Alas for the boys in town! Easter comes to them on stilts, and they buy their eggs out of the store. There is no room for a boy to swing round. There is no good place in town to fly a kite, or trundle a hoop, or even shout without people’s throwing up the window to see who is killed. The holidays are robbed of half their life because some wiseacre will persist in telling him who Santa Claus is, while yet he is hanging up his first pair of stockings. Here the boy pays half a dollar for a bottle of perfume as big as his finger, when out of town, for nothing but the trouble of breathing it, he may smell a country full of new-mown hay and wild honeysuckle. In a painted bath-tub he takes his Saturday bath careful lest he hit his head against the spigot, while in the meadow-brook the boys plunge in wild glee, and pluck up health and long life from the pebbly bottom. Oh, the joy in the spring day, when, after long teasing of mother to let you take off your shoes, you dash out on the cool grass barefoot, or down the road, the dust curling about the instep in warm enjoyment, and, henceforth, for months, there shall be no shoes to tie or blacken.

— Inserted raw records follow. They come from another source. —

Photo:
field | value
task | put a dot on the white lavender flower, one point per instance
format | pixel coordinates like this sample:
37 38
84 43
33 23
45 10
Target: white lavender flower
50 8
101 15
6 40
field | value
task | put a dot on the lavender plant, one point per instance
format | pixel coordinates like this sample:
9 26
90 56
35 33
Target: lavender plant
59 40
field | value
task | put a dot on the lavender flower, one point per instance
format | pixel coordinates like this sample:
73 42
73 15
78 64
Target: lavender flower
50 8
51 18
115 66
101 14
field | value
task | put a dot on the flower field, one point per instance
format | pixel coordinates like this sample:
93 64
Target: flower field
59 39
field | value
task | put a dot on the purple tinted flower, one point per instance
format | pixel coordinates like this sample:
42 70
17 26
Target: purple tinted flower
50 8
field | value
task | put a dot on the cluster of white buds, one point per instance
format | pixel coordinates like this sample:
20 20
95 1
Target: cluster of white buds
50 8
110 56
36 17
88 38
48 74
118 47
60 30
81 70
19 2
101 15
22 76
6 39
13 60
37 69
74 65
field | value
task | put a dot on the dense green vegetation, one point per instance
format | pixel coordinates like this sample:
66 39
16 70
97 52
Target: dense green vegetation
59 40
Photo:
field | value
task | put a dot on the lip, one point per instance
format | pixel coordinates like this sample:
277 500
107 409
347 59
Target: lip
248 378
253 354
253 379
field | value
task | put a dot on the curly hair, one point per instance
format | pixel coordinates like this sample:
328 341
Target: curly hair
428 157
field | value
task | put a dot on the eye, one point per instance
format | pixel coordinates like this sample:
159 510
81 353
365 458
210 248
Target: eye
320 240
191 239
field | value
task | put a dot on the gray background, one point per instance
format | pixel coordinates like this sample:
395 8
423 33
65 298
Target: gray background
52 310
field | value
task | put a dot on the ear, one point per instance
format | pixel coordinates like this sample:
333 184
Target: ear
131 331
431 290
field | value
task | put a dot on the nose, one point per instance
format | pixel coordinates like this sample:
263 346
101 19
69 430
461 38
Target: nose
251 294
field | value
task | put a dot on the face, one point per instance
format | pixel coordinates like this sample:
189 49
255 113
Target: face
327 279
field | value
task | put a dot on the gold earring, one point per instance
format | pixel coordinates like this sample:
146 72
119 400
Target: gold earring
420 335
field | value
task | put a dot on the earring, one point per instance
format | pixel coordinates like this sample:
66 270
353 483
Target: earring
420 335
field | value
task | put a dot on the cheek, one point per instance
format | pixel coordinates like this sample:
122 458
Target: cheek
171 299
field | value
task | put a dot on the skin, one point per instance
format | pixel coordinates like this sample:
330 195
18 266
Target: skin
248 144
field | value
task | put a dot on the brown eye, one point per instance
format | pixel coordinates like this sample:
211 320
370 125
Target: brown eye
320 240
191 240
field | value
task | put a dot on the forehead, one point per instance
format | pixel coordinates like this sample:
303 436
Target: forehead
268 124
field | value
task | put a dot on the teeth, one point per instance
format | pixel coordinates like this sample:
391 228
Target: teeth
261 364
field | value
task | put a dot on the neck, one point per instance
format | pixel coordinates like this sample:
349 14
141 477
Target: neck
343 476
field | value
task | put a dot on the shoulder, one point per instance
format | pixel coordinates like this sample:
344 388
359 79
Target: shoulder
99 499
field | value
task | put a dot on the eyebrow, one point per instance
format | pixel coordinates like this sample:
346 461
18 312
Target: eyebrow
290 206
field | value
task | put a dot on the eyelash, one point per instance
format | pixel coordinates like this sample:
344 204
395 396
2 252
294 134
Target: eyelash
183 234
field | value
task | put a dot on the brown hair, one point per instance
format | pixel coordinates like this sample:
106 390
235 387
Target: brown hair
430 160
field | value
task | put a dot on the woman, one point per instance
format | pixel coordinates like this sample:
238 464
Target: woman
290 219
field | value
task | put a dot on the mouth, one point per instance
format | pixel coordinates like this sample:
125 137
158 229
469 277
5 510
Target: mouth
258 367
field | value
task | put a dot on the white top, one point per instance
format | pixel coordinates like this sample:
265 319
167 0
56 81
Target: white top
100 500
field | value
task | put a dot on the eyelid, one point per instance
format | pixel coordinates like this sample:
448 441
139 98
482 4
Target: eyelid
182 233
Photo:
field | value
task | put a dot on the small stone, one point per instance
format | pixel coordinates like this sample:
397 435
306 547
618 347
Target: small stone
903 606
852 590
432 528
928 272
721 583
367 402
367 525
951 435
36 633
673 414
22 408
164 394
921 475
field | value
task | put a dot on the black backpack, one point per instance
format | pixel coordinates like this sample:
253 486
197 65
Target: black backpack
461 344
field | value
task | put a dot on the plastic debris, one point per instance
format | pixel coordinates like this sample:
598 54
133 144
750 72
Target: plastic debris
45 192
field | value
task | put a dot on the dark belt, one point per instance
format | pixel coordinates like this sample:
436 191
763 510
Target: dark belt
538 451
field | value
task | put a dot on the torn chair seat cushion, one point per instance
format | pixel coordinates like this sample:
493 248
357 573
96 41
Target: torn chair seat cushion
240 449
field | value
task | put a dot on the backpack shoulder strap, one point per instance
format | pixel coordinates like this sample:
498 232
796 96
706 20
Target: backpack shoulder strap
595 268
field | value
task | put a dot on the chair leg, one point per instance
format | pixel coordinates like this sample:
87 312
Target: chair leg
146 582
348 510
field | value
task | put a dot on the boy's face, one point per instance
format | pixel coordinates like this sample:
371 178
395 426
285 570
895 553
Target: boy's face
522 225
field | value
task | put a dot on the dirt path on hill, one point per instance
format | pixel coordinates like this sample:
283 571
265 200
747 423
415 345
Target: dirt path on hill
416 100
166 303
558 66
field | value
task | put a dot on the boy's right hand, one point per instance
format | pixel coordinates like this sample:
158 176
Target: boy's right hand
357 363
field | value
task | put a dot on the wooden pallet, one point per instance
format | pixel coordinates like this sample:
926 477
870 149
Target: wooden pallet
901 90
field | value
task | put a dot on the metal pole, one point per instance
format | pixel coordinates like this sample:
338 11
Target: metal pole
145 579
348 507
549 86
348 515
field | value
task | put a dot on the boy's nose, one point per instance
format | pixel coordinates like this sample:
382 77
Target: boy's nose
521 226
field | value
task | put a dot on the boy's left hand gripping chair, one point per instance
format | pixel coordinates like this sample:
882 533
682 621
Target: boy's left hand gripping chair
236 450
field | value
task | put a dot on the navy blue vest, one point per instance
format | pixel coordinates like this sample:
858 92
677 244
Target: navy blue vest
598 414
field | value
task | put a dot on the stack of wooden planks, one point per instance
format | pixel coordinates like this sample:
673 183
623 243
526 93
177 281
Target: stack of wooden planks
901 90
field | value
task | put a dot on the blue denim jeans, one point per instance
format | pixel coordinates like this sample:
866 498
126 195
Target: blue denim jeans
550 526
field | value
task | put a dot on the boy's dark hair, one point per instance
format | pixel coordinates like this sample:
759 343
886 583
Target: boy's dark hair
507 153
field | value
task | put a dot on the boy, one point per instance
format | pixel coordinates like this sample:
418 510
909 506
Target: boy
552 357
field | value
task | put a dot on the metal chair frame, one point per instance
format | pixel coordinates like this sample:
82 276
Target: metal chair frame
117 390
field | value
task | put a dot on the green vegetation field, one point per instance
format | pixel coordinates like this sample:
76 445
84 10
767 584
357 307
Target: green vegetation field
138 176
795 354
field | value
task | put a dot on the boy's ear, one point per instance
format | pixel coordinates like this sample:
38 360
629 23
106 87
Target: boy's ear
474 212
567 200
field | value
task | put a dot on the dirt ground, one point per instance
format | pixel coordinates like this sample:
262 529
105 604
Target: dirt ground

Let us send the boys out into the country every year for an airing. If their grandfather and grandmother be yet alive, they will give them a good time. They will learn in a little while the mysteries of the hay-mow, how to drive oxen and how to keep Easter. They will take the old people back to the time when you yourself were a boy. There will be for the grandson an extra cake in each oven. And grandfather and grandmother will sit and watch the prodigy, and wonder if any other family ever had such grandchildren. It will be a good thing when the evenings are short, and the old folks’ eyesight is somewhat dim, if you can set up in their house for a little while one or two of these lights of childhood. For the time the aches and pains of old age will be gone, and they will feel as lithe and merry as when sixty years ago they themselves rummaged hayrick, and mow and wagon-house, hiding eggs for Easter.
CHAPTER XLII.
Sink or swim.
We entered the ministry with a mortal horror of extemporaneous speaking. Each week we wrote two sermons and a lecture all out, from the text to the amen. We did not dare to give out the notice of a prayer-meeting unless it was on paper. We were a slave to manuscript, and the chains were galling; and three months more of such work would have put us in the graveyard. We resolved on emancipation. The Sunday night was approaching when we expected to make violent rebellion against this bondage of pen and paper. We had an essay about ten minutes long on some Christian subject, which we proposed to preach as an introduction to the sermon, resolved, at the close of that brief composition, to launch out on the great sea of extemporaneousness.